The Rev. Samuel Wilson Davies served the church for 28 years, beginning in 1874. In 1899, the Session honored him by commissioning a stained glass window, which was installed above the choir loft in the church at the time. It is now in place in Fellowship Hall.

” In 1874 Reverend Samuel Wilson Davies accepted the call to become pastor of the new First Presbyterian church and moved his wife and family to Fayetteville from Cotton Plant, Arkansas,” the church history book explains. “While serving at the church in southern Arkansas, Samuel Davies established the first black Presbyterian congregation in the state. At the same time he also served a church in near-by Augusta.
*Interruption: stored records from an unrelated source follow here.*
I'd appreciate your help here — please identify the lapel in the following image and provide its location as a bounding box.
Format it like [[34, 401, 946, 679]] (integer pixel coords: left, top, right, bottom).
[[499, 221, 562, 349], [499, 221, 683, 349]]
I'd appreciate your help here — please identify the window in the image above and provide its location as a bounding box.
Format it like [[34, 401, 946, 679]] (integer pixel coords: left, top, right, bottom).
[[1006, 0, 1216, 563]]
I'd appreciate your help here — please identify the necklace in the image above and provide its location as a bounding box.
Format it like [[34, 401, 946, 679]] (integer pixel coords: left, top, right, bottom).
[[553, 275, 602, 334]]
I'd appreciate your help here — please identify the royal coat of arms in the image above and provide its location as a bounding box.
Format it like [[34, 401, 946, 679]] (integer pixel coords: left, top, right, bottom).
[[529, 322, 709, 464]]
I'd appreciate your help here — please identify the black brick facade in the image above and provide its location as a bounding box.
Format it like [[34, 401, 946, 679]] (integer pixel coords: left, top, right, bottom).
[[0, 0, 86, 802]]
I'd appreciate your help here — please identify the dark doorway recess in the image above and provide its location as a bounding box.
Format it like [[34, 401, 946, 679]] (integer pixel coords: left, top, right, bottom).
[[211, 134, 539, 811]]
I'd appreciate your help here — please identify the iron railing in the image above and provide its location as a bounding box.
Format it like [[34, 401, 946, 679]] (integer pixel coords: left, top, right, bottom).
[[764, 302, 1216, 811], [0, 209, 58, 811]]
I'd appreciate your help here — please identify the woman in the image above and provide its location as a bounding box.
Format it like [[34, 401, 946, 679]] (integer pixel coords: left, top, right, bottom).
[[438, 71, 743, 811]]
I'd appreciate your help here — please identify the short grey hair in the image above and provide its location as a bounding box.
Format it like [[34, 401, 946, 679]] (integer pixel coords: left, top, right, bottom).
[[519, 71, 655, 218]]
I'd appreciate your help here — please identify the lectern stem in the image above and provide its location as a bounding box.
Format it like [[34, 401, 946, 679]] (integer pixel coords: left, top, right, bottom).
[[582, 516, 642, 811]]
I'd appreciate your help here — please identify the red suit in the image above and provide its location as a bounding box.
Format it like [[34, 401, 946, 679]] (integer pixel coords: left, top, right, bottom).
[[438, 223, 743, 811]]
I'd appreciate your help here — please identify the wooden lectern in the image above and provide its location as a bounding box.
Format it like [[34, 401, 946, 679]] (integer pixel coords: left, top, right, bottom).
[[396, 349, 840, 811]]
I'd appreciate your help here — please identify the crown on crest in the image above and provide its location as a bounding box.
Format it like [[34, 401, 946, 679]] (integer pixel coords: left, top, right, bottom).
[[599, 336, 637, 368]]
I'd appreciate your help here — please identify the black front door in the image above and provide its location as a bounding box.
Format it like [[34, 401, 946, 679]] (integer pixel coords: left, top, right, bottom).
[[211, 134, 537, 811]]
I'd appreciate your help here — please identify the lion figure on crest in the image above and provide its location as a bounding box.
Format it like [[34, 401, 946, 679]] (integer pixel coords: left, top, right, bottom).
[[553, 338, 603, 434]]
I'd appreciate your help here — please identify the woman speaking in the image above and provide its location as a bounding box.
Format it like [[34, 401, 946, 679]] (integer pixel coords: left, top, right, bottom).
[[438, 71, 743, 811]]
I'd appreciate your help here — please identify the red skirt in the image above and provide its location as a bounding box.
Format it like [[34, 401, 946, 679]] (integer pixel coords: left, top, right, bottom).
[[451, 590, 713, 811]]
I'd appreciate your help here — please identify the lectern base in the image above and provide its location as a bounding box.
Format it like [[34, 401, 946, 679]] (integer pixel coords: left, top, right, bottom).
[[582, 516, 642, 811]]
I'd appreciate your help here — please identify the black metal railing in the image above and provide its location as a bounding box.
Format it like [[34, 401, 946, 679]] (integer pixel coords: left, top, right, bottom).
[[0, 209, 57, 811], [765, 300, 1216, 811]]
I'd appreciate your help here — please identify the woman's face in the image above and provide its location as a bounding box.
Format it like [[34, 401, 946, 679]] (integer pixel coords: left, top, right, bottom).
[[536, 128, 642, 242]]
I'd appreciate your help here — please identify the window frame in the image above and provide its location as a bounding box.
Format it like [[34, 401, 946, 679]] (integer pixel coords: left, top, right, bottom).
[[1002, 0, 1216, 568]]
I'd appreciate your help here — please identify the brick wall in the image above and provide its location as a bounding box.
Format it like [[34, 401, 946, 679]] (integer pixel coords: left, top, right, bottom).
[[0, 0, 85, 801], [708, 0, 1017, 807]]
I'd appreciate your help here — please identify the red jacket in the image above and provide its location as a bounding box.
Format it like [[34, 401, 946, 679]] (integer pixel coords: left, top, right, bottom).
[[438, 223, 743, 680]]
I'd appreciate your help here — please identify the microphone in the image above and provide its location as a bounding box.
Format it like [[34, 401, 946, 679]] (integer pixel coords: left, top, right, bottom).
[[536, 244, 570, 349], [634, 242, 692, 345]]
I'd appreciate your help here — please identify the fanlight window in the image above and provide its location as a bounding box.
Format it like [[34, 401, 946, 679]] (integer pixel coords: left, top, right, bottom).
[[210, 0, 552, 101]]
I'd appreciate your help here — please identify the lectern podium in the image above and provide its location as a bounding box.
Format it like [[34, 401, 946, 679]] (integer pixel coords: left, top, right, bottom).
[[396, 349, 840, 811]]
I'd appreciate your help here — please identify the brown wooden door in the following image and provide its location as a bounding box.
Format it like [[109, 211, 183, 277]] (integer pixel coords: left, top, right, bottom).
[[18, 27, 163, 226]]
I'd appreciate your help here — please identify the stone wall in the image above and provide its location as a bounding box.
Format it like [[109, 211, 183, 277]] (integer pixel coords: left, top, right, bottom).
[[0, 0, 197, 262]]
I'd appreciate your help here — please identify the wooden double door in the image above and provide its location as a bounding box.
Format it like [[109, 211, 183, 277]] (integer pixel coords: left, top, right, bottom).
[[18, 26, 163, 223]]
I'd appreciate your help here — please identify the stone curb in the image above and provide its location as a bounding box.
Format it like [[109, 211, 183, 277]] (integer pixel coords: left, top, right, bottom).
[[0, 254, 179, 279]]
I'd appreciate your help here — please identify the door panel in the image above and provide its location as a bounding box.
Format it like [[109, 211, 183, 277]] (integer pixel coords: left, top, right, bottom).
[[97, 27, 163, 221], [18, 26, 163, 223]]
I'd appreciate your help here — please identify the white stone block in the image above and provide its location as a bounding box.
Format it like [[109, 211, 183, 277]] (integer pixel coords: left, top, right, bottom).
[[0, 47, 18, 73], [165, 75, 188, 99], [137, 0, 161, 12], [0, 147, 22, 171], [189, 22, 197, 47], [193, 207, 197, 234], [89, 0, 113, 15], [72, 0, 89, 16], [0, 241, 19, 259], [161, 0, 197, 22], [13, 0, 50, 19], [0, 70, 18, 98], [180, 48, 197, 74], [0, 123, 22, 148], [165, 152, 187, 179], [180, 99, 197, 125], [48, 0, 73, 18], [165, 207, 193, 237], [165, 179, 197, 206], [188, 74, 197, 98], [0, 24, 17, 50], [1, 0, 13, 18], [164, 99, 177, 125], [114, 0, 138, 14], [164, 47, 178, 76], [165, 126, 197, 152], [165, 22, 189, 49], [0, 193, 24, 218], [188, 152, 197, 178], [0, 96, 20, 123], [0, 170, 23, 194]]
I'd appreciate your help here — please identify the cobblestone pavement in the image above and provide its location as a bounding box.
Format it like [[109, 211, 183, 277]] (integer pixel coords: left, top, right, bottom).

Davies was widely recognized for his knowledge of Latin, Greek, and Hebrew as he had earlier studied at Danville Theological Seminary in Kentucky and Union Theological Seminary in Virginia. He and his wife, Sallie, bought a home at 207 North College and deeded the corner side lot to First Presbyterian for the construction of a church.”

Davies was born in South Carolina and lived in several Southern states, including Mississippi and Louisiana, before coming to Fayetteville in 1874. He divided his time between the church in Fayetteville and some smaller churches in the surrounding area as the region grew. Davies wrote The Children of the Covenant: Their Privileges and Responsibilities in 1896.

The window’s design includes the traditional cross and crown symbol. This symbol refers to Christ the King, showing both the suffering of the cross and the triumph of the crown. During this season of Lent, we are reminded of both these elements of Christian theology and experience.